Post-Soviet youth: similarities and differences with elders
The future of any country depends to a large extent on what values and philosophy the younger generation cherishes and what kind of vital energy fuels its minds. This is perhaps why sociologists prefer surveying 16-to-34-year-olds than any other group of the population. No exception is the attempt to analyze the present and forecast the future of three post-Soviet countries — Azerbaijan, Russia and Ukraine — through the prism of young people’s attitudes.
The polls conducted show that the young citizens of Ukraine and Russia place the right to work, education, and housing above all else, while those of Azerbaijan put emphasis on the right to work, freedom of expression, and the right to housing. By all accounts, the young expect the state to furnish them all these goodies because, despite the profound transformations that have occurred since the USSR collapsed, the level of paternalism in what seems to be a generation free of the all-embracing excessive government care still remains very high. The overwhelming majority of poll respondents said it is the state that is obliged to care about its own citizens and provide them with decent living standards, which proves convincingly that all of them or, to be more exact, of us, originate from the same place. Hence grow the roots of another common feature: the low civic activity among youth in all the three countries surveyed. 90% of young Ukrainians, Russians, and Azeris belong to no public organizations and take extremely little interest in politics. Yet, they are very well aware of what one must do to step into the political arena. More than a half of those polled readily answered that, to do so, one should work in a certain political party, non-governmental organization, or be on the staff of regional or national bodies of public administration or law enforcement. But, in all probability, a political career is not high on the list of young people’s priorities.

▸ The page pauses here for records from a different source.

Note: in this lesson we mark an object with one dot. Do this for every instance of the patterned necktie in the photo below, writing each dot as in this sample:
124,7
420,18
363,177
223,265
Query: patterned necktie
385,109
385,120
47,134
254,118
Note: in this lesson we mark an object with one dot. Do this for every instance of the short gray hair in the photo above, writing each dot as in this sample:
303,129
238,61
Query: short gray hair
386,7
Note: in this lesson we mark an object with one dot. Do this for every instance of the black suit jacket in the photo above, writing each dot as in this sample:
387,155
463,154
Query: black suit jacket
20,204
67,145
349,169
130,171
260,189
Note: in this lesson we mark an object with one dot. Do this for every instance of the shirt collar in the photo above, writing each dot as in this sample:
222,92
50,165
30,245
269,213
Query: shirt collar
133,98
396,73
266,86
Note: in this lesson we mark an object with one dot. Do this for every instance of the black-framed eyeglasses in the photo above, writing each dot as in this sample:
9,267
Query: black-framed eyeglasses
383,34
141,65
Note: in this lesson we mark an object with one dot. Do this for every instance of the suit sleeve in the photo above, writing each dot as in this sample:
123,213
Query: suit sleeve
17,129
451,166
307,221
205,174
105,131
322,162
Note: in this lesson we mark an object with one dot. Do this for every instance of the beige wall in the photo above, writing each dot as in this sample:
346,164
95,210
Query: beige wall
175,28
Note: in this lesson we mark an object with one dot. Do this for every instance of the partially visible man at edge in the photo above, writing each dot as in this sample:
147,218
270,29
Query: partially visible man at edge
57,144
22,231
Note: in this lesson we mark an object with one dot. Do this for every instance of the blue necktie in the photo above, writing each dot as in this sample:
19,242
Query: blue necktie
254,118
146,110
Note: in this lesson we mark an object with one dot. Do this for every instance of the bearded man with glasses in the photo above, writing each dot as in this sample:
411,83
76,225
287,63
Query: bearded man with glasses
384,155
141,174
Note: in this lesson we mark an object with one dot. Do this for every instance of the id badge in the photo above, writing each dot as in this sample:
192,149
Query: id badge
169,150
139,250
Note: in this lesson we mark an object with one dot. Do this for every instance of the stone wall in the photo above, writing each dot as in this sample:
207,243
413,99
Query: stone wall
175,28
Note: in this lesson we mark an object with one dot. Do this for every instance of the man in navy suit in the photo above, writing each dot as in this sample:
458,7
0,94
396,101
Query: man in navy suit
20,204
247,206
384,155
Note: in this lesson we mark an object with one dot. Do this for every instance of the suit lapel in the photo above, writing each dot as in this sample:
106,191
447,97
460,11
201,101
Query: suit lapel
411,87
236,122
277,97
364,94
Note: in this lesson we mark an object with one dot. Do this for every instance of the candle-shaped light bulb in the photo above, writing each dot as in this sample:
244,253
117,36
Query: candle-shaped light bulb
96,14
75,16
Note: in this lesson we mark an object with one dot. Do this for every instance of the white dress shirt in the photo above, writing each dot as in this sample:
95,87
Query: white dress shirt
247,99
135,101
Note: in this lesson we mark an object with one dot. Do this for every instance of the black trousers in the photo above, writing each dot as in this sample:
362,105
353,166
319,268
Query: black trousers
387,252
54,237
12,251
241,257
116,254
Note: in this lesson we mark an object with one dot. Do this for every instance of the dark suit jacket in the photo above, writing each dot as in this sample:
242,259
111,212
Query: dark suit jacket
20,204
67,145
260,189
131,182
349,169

What seems interesting in light of the approaching presidential elections in the three countries surveyed is the analysis of young people’s electoral preferences. In their opinion (75% of the Azeris, 48% of the Russians and 40% of Ukrainians), the next president should be a politician. Moreover, a larger percentage of the Russians than of the rest would like him to come from the army, security service, or law enforcement. Most respondents prefer to see a man, rather than a woman, as their head of state. Ukrainians are the least conservative as to the gender of the next president: 17% of our compatriots think that a representative of the fairer sex would be a more effective ruler. While the Russians and Ukrainians would like their future leader to be a politician aged about forty, the Azeris prefer a more mature person. By contrast with the Ukrainians polled, the overwhelming majority of the Russian and Azeri respondents expressed confidence in their current presidents. But, while there is no reason why we should doubt the sincerity of our northern neighbor’s youthful preferences, the young Azeris might have answered this question with tongue in cheek. It is the Azeris themselves — an opposition party member and an embassy official — who raised this doubt at the press conference which announced the poll results. The former hazarded a guess that young people, unsure that the poll was anonymous, could have been paltering, and the latter... publicly expressed his dissatisfaction over the presence of an opposition member and over the fact that the press conference’s organizers had not announced the full list of participants and guests, which allowed a wrong person to show up.
As to young people’s living standards in Ukraine, Russia, and Azerbaijan, the situation looks most attractive, judging by the results, in Russia, where the unemployment rate is the lowest and where more than half of the young people surveyed said they earned enough money to buy food and clothes, while most Azeris and Ukrainians responded that their wages only allow them to buy food.
It will be noted in conclusion that the poll was conducted by the Kyiv International Institute of Sociology in Ukraine, the Georgian firm GORBI (Georgian Research Business International) in Azerbaijan, and the All-Russian Public Opinion Survey Center in Russia. The organizers polled 519 Ukrainians, 500 Azeris, and 1264 Russians aged 16 to 34.